When a user may notice high utilization of their CPU resources it is often attributed to known processes such as games or demanding applications, however with the rise of cryptocurrency malware, many users may have previously noticed an increase in their CPU load and became suspicious that something is not right with their computer, consequently prompting further investigation.
While most of the applications are found in task manager or process explorer this malware actually terminates itself when a user opens the application that monitors resource utilization of the other applications. it also terminates itself when popular demanding games or applications are running to help avoid causing alarm.
When the miner installs itself on the victims computer it creates a file called Iostream.exe at C:\ProgramData and a task scheduler will be created with the name of “WindowsRecoveryCleaner” that launches itself using the command line.
schtasks /create /tn WindowsRecoveryCleaner /tr "C:\ProgramData\Iostream.exe" /st 00:00 /sc daily /du 9999:59 /ri 1 /f
When the application is started it inserts into a legitimate C:\Windows\System32\attrib.exe and the attrib.exe will not terminate unless it is terminated manually. When running, the miner will run a background script that actually determines whether to terminate itself or not.
The miner checks if any popular resource demanding applications are running, if so the miner monitors the application until it closes. Once the application closes the miner will start mining again.

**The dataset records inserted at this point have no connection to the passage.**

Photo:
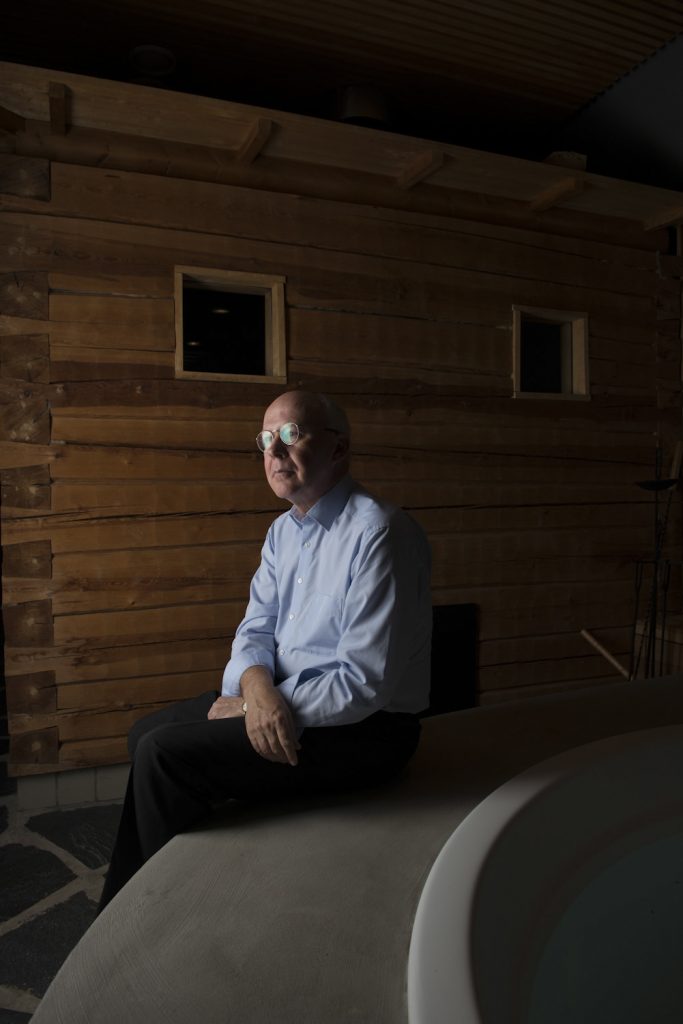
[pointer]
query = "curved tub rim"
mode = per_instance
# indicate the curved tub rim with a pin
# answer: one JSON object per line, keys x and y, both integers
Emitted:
{"x": 475, "y": 838}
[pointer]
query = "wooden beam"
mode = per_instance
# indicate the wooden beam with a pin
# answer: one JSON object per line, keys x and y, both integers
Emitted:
{"x": 34, "y": 693}
{"x": 26, "y": 176}
{"x": 38, "y": 747}
{"x": 11, "y": 122}
{"x": 424, "y": 165}
{"x": 255, "y": 139}
{"x": 556, "y": 194}
{"x": 58, "y": 101}
{"x": 31, "y": 560}
{"x": 671, "y": 215}
{"x": 29, "y": 625}
{"x": 566, "y": 158}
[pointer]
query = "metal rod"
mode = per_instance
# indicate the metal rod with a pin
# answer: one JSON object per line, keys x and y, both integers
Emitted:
{"x": 605, "y": 653}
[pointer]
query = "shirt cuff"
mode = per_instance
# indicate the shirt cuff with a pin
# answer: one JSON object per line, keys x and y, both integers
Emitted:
{"x": 238, "y": 666}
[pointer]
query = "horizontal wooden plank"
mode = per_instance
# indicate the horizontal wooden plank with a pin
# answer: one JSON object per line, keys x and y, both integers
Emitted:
{"x": 25, "y": 176}
{"x": 184, "y": 622}
{"x": 73, "y": 663}
{"x": 118, "y": 498}
{"x": 18, "y": 455}
{"x": 82, "y": 532}
{"x": 24, "y": 294}
{"x": 33, "y": 693}
{"x": 27, "y": 419}
{"x": 25, "y": 357}
{"x": 145, "y": 200}
{"x": 137, "y": 692}
{"x": 32, "y": 559}
{"x": 66, "y": 359}
{"x": 29, "y": 625}
{"x": 87, "y": 753}
{"x": 27, "y": 487}
{"x": 38, "y": 747}
{"x": 130, "y": 285}
{"x": 329, "y": 280}
{"x": 472, "y": 433}
{"x": 109, "y": 310}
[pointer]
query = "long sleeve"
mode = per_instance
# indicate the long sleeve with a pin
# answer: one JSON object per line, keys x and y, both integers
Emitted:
{"x": 254, "y": 642}
{"x": 340, "y": 611}
{"x": 377, "y": 641}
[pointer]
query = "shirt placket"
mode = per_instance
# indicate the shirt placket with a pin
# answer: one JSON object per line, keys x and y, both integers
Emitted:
{"x": 302, "y": 581}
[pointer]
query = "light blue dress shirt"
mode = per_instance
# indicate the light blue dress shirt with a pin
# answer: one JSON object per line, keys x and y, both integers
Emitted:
{"x": 340, "y": 611}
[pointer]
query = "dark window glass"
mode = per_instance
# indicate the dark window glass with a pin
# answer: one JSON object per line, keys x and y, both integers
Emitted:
{"x": 541, "y": 356}
{"x": 223, "y": 332}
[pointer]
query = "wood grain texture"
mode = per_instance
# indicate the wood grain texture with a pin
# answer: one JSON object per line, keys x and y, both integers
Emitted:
{"x": 134, "y": 505}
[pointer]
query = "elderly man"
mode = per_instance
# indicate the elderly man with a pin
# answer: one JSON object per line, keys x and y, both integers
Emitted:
{"x": 329, "y": 667}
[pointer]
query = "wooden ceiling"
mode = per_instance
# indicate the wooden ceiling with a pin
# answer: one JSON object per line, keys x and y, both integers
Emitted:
{"x": 499, "y": 75}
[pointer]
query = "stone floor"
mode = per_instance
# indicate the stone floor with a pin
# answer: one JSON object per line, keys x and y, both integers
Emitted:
{"x": 51, "y": 869}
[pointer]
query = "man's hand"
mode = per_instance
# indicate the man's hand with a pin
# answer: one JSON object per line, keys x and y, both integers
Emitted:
{"x": 226, "y": 708}
{"x": 269, "y": 723}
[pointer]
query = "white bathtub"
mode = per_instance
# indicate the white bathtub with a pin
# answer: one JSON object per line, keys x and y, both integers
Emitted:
{"x": 559, "y": 899}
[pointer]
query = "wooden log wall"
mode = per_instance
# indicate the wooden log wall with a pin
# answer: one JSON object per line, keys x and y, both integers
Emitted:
{"x": 134, "y": 505}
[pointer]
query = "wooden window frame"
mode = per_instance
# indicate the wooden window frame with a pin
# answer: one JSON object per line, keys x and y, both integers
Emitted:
{"x": 271, "y": 287}
{"x": 578, "y": 357}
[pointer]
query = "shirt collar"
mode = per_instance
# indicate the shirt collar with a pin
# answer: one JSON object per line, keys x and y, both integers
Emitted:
{"x": 326, "y": 510}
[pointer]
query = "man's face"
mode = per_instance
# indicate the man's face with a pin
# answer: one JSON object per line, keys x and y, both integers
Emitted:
{"x": 302, "y": 472}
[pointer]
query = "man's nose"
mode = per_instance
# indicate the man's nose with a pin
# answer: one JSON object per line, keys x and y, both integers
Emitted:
{"x": 278, "y": 450}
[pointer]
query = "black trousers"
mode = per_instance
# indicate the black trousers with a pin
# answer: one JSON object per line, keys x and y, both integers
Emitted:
{"x": 182, "y": 764}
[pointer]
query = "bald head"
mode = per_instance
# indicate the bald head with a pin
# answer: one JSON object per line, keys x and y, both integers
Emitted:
{"x": 303, "y": 471}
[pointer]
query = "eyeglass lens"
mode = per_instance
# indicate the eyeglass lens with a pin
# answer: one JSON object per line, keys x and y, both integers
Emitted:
{"x": 289, "y": 433}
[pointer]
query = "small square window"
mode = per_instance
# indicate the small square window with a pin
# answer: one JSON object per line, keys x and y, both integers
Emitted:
{"x": 229, "y": 326}
{"x": 550, "y": 353}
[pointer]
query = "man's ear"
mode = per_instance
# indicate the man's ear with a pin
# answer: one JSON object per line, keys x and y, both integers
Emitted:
{"x": 341, "y": 449}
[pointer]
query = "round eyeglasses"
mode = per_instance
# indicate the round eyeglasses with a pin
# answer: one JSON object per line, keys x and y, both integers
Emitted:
{"x": 289, "y": 434}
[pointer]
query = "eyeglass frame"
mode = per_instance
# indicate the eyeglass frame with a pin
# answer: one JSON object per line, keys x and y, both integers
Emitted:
{"x": 290, "y": 423}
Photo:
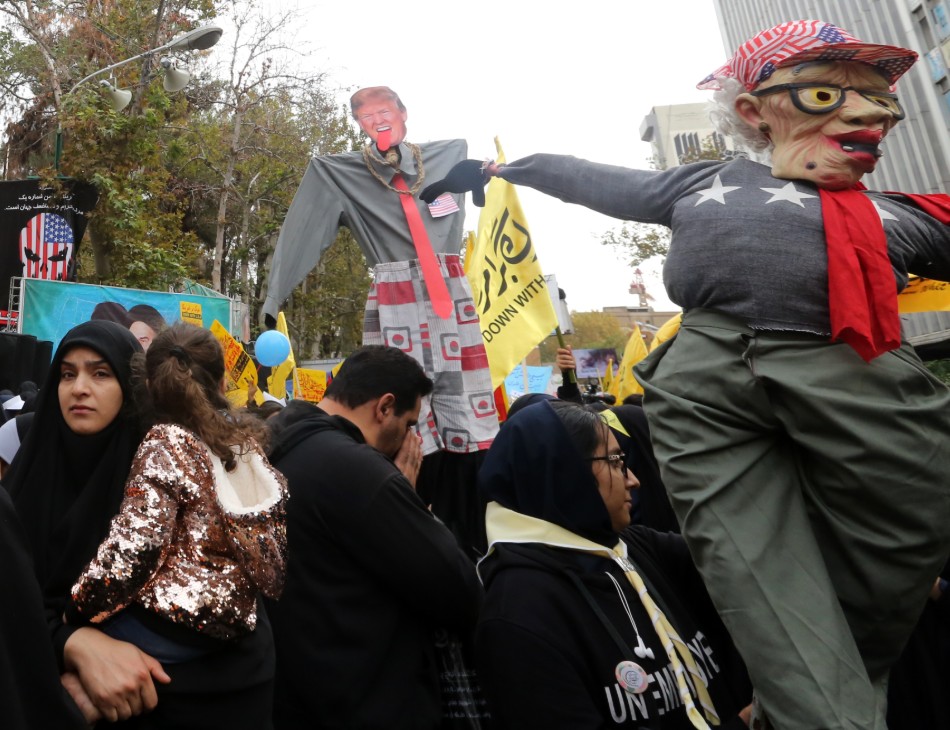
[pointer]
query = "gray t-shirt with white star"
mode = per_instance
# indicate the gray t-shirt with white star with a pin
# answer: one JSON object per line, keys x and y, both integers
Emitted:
{"x": 743, "y": 242}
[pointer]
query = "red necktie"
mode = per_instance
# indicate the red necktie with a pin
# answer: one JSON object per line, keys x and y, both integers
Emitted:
{"x": 431, "y": 273}
{"x": 862, "y": 292}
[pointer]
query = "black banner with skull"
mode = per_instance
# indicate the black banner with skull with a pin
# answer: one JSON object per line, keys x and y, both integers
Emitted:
{"x": 40, "y": 229}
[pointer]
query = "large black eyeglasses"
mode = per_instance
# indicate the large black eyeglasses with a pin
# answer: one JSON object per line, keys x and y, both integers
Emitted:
{"x": 824, "y": 98}
{"x": 617, "y": 461}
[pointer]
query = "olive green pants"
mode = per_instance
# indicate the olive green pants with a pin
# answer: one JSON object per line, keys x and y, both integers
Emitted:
{"x": 813, "y": 490}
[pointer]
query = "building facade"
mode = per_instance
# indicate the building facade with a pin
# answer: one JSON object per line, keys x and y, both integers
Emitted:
{"x": 679, "y": 133}
{"x": 917, "y": 152}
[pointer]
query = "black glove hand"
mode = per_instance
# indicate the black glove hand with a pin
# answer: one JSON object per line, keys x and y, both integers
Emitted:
{"x": 467, "y": 176}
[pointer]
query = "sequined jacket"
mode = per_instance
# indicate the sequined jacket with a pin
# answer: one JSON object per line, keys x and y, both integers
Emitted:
{"x": 191, "y": 542}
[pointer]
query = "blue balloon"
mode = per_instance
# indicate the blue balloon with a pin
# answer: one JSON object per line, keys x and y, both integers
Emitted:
{"x": 271, "y": 348}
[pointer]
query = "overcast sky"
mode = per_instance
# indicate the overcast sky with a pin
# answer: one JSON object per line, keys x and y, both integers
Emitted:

This method will help the miner to stay undetected as the malware only runs at the times when increased CPU utilization is not detected. The current list of applications and games is small so that miner only limited to specific applications. If it detects processes running for Process Explorer, Task Manager, Process Monitor, Process Hacker, AnVir Task Manager, PlayerUnknown’s Battlegrounds (PUBG), Counterstrike: Global Offensive, Rainbox Six, or Dota 2, it will terminate the attrib.exe and Iostream.exe processes.